A Madison teachers union will receive a national award for its organizational work during last spring’s protests against Gov. Scott Walker’s budget repair bill throughout Wisconsin.

The Institute for Policy Studies, located in Washington, D.C., announced Tuesday Madison Teachers Incorporated would be honored with the Letelier-Motiff Human Rights Award on Oct. 12, said ISP spokesperson Lacy MacAuleyet.

IPS annually presents two awards to honor those who the group believes to be “unsung heroes of the progressive movement.” One award is presented domestically and one internationally, she said.

MTI Executive Director John Matthews said the union has never received an award of this caliber.

“This is a first,” Matthews said. “[The national distinction represents] significant recognition for MTI’s leadership. MTI hasn’t slowed its effort in the movement.”

Matthews said he was personally humbled by the award and the attention MTI had received for its involvement in the progressive movement’s protests against the budget repair bill.

MTI took such a strong interest in the protests and organization against the bill because the legislation was “not about the budget,” Matthews said.

Matthews said Wisconsinites and Republicans throughout the country might try to minimize the organization’s work, but said MTI could boast several recent successes, including the acquisition of two state Senate seats and agreements reached with the local firefighter and police unions.

Because of these recent successes, MacAuleyat said MTI should be showered with praise.

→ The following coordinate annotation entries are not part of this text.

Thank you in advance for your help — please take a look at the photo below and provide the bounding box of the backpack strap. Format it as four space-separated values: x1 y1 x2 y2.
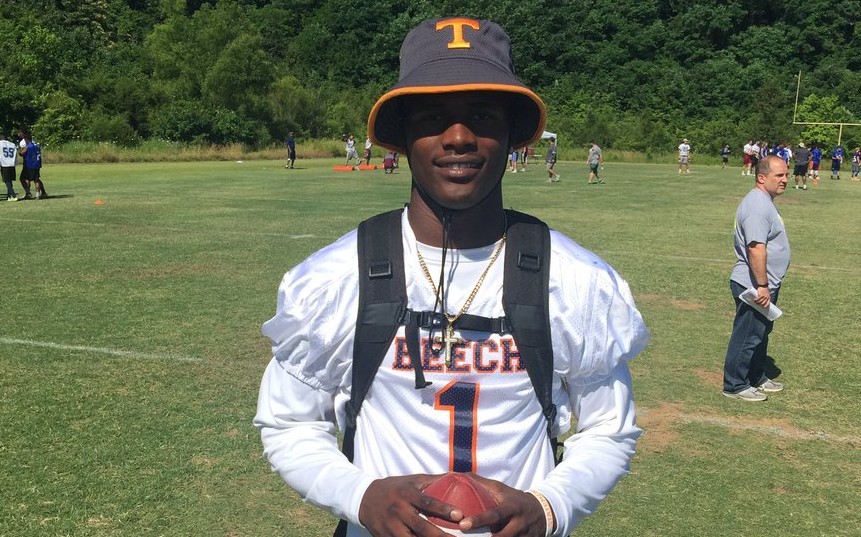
502 210 557 450
342 209 407 461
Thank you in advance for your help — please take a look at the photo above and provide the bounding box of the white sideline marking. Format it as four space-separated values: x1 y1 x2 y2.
595 250 861 272
0 337 201 362
679 414 861 447
0 218 315 239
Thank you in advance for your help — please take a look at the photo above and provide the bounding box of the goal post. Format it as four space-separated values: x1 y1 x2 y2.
792 71 861 145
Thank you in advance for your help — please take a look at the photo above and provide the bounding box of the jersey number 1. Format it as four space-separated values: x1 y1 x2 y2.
434 381 479 472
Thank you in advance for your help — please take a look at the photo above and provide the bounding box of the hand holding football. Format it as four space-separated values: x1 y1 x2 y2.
422 473 497 537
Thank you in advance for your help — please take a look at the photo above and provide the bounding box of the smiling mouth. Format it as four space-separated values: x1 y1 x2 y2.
438 162 481 170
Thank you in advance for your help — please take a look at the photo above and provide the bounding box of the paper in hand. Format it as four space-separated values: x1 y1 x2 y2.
738 287 783 321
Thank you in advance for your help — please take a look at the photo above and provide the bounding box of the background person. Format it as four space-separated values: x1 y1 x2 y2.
18 130 48 199
544 136 562 183
365 138 374 166
792 143 810 190
720 144 732 170
254 18 648 537
851 147 861 181
831 144 844 179
586 142 604 185
344 134 359 166
284 132 296 170
679 138 691 175
0 132 18 201
723 155 790 402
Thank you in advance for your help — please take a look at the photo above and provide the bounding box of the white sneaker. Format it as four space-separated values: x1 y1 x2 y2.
722 387 768 402
756 379 783 393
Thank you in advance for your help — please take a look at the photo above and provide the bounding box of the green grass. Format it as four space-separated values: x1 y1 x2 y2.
0 159 861 537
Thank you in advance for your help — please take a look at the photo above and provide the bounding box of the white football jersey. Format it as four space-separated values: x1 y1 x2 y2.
254 211 649 537
0 140 18 168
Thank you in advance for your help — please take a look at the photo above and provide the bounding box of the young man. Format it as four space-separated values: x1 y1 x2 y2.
344 134 359 166
720 144 732 170
792 143 810 190
807 144 822 181
679 138 691 175
284 132 296 170
741 140 753 175
18 129 48 199
254 18 649 537
723 155 789 402
586 142 604 185
0 132 18 201
831 145 844 179
544 136 562 183
850 147 861 181
362 138 374 166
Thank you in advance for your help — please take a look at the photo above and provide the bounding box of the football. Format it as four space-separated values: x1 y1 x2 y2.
422 473 497 537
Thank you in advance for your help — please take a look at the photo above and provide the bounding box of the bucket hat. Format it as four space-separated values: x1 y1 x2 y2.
368 18 547 153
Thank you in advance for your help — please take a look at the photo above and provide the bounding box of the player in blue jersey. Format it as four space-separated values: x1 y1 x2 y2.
851 147 861 181
18 129 48 199
831 144 844 179
807 144 822 182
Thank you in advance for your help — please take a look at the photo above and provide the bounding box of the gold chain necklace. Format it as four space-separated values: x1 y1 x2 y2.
416 233 505 367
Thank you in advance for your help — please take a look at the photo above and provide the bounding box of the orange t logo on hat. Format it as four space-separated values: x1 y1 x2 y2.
436 19 481 48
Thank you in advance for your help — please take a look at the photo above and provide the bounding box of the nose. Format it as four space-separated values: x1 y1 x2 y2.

“We are very, very pleased to give the Letelier-Moffitt award to the Wisconsin progressive movement,” MacAuleyet said. “Everyone was so inspired by what happened.”

She said MTI represents the progressive movement as a whole, being the first Letlier-Moffitt award presented to a movement since 1985.

ISP believes the movement will continue to steadily grow as it has over the past months, especially now that smaller unions at the state level are able to connect with larger movements, MacAuleyet said.

“A majority of Americans are dissatisfied with the government as a whole,” MacAuleyet said. “They want to bring dignity back to our country, [which is what MTI’s award represents].”

MTI’s stance on defending human rights in addition to its demonstration of the right to peaceful assembly were cited as the primary reasons for the award, she said.

The award will be presented to Matthews and MTI President Peggy Coyne in Washington, D.C., next month at what MacAuleyet calls a “banquet for the leadership of the progressive movement.”

Matthews said even after receiving this honor, MTI will undoubtedly still be pursuing the goals their organization values and remain involved in the state’s political system for years to come.

Both IPS awards are granted in memory of two IPS colleagues, Orlando Letelier and Ronni Karpen Moffitt, who were killed by a roadside bomb on the streets of the nation’s capital Sept. 21, 1976, she said.

The bomb was later traced back to an oppressive dictator of Chile at the time, a regime Letelier had fled from after their takeover of Chile’s government. The award is dedicated in their name to keep their tradition of freedom and justice alive by recognizing organizations that uphold these standards, MacAuleyet said.